The powerful senior Senator from New York State, Charles Schumer (D), has begun to revive legislation which would require China to no longer keep its currency, the yuan, artificiality low. There have been battles for years about whether China’s currency policies have hurt its trading partners. Schumer comes by his position because he believes the value of the yuan has taken away American manufacturing jobs. His actions and those of his colleagues could certainly start a trade war whether their economic theories are right or not.
Schumer’s plan resurrects one which started in the House more than a year ago. It had the support of more than 100 members. The legislation did not advance. This was partly due to a belief that the President and Treasury Department would take up the cause. This never happened entirely. China was never designated as a “currency manipulator,” a decision which could have been made at any six month interval as the Treasury sends a report on trade to Congress.

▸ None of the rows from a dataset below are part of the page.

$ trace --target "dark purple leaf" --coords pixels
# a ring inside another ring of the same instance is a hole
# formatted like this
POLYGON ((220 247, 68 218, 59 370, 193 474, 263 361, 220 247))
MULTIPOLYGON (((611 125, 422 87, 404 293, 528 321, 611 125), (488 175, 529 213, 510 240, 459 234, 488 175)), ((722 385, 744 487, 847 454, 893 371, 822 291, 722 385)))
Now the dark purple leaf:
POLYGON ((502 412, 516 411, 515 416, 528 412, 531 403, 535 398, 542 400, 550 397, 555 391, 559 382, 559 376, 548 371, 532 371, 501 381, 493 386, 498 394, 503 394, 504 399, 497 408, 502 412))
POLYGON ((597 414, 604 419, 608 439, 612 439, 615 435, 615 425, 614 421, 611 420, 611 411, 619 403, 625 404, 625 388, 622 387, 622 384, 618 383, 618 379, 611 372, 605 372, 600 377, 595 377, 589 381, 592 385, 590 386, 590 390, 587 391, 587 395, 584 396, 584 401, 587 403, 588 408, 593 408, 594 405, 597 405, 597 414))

The yuan valuation issue has moved mostly off the Congressional agenda. The American economy seemed in the stages of a strong recovery late last year and early this one as the recession ended. The focus of politicians has recently moved to the deficit, the debt cap, and whether the US may default on its sovereign financial obligations.
Interest in China may return because that interest is related to the deficit, at least as many economists would argue. A China yuan policy that undermines America’s ability to have its exports be competitive in global markets and one which hurts the US manufacturing industry is one that by its nature helps drive down federal government receipts.
The fight over whether China is a currency manipulator and if the American government would start a trade war with the People’s Republic has received renewed interest. Correct or not, China’s currency policies have become integral to the budget debate. Schumer, usually a master of timing, is counting on that.